Thomas Beisteiner

Project Steps

Enterprise Memory

Internal AI knowledge assistant for companies to access project documentation and internal know-how, comparing LoRA fine-tuning and Retrieval-Augmented Generation (RAG)

View code on GitHub

Generating Test Project Data

At the start of the project, I created synthetic project data to serve as a test foundation without accessing any real company information. The generated data was designed to simulate a variety of projects and tasks, providing a realistic basis for the subsequent experiments.

Fine-Tuning a LLM (Qwen2.5-3B)

I knew from the beginning that fine-tuning wasn’t really the right approach for this project. Project data changes all the time, and it’s not practical to retrain the model every time something new comes up. I still ran some early experiments to see how a LLM would react to fine-tuning on own data. It quickly became clear that the model either made up information based on what it learned before, or, if trained longer, just repeated the text from the training data, which wasn’t useful for real questions. Since the approach wasn’t suitable anyway, I stopped the experiments.

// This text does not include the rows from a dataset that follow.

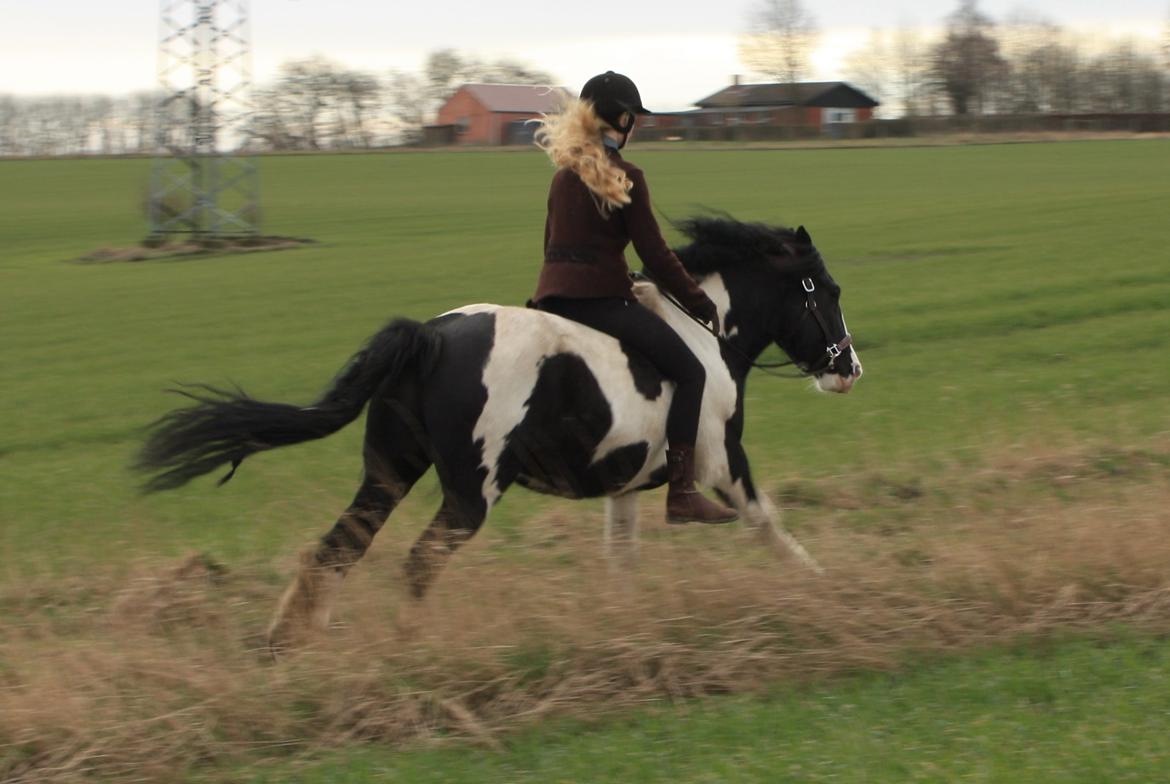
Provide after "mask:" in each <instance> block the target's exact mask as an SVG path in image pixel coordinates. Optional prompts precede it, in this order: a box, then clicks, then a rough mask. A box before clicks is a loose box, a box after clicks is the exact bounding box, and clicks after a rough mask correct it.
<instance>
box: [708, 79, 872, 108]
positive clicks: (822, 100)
mask: <svg viewBox="0 0 1170 784" xmlns="http://www.w3.org/2000/svg"><path fill="white" fill-rule="evenodd" d="M793 92H794V94H796V101H794V102H793ZM793 103H796V104H797V105H801V106H835V108H840V109H858V108H868V109H872V108H874V106H876V105H879V102H878V101H874V99H873V98H870V97H869V96H868V95H866V94H865V92H862V91H861V90H859V89H856V88H855V87H853V85H851V84H848V83H846V82H798V83H796V84H792V83H791V82H790V83H783V82H770V83H766V84H731V85H729V87H725V88H723V89H722V90H720V91H718V92H715V94H713V95H709V96H707V97H706V98H702V99H700V101H696V102H695V105H696V106H700V108H702V109H731V108H744V106H791V105H793Z"/></svg>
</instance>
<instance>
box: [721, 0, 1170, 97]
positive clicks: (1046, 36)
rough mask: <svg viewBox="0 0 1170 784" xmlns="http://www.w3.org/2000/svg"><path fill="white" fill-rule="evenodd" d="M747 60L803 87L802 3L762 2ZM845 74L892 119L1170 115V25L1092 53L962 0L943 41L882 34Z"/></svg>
mask: <svg viewBox="0 0 1170 784" xmlns="http://www.w3.org/2000/svg"><path fill="white" fill-rule="evenodd" d="M749 21H750V26H751V30H750V32H749V33H748V34H745V35H744V36H743V37H742V40H741V44H739V56H741V60H742V61H743V62H744V64H746V66H748V67H749V68H751V69H752V70H755V71H756V73H758V74H761V75H763V76H765V77H768V78H775V80H778V81H783V82H799V81H803V80H804V78H805V77H806V75H807V73H808V55H810V54H811V51H812V50H813V48H814V47H815V43H817V40H818V33H819V32H818V28H817V22H815V19H814V18H813V15H812V13H811V12H810V11H808V9H807V8H806V6H805V4H804V2H801V0H759V1H758V2H757V5H756V6H755V7H753V8H752V11H751V16H750V20H749ZM842 77H844V78H845V80H846V81H848V82H851V83H853V84H854V85H855V87H858V88H859V89H861V90H863V91H866V92H868V94H869V95H872V96H873V97H875V98H878V99H879V101H881V102H882V103H883V104H885V106H886V114H887V115H889V114H892V112H890V108H893V114H894V115H900V116H903V117H915V116H932V115H959V116H962V115H993V114H999V115H1004V114H1011V115H1020V114H1023V115H1034V114H1121V112H1164V111H1170V18H1168V19H1166V21H1165V25H1164V28H1163V32H1162V43H1161V47H1143V46H1141V44H1140V43H1138V42H1136V41H1134V40H1128V39H1127V40H1117V41H1113V42H1110V43H1108V44H1107V46H1104V47H1102V46H1093V44H1092V42H1089V41H1086V40H1085V39H1082V37H1079V36H1076V35H1074V34H1072V33H1069V32H1067V30H1065V29H1062V28H1061V27H1060V26H1059V25H1057V23H1055V22H1052V21H1049V20H1046V19H1044V18H1041V16H1037V15H1031V14H1028V13H1027V12H1017V13H1016V14H1013V15H1012V16H1010V18H1007V19H1005V20H1004V21H1003V22H998V23H997V22H996V21H995V20H992V19H991V16H989V15H987V14H985V13H983V11H980V8H979V5H978V0H959V1H958V4H957V6H956V7H955V9H954V11H952V12H951V13H950V14H948V16H947V18H945V20H944V26H943V29H942V34H941V36H937V37H936V39H935V40H930V39H928V37H925V36H923V35H922V34H921V33H920V32H917V30H915V29H913V28H908V27H903V28H900V29H896V30H893V32H888V30H875V32H873V33H872V34H870V36H869V40H868V41H867V43H866V44H865V46H862V47H861V48H859V49H858V50H855V51H854V53H852V54H851V55H849V57H848V59H847V61H846V63H845V67H844V73H842Z"/></svg>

Retrieval-Augmented Generation (RAG)

Instead of fine-tuning, I switched to Retrieval-Augmented Generation (RAG), a method that combines a LLM with a vector-based search. First, all project data is converted into vectors (embeddings) that capture the meaning of the text — texts with similar meaning end up closer to each other in this vector space. When a question is asked, it’s also turned into a vector. The system then finds the most relevant documents by comparing these vectors — using Cosine Similarity to pick the ones that match the question most closely. These documents are used as the context for the LLM (in my case, Qwen2.5-3B), which then generates accurate, fact-based answers. The model doesn’t need to learn the information itself, so the answers stay reliable, consistent, and directly based on the project data. Another advantage of RAG is that the project data does not need to be in a specific language, since I used a multilingual embedding model that works reliably for both German and English.

Learnings

The project clearly showed that RAG works better than traditional fine-tuning for company-specific knowledge bases. Combining vector-based retrieval with a LLM gives a flexible and expandable system, where new project data can easily be added and used for answering questions as it comes in.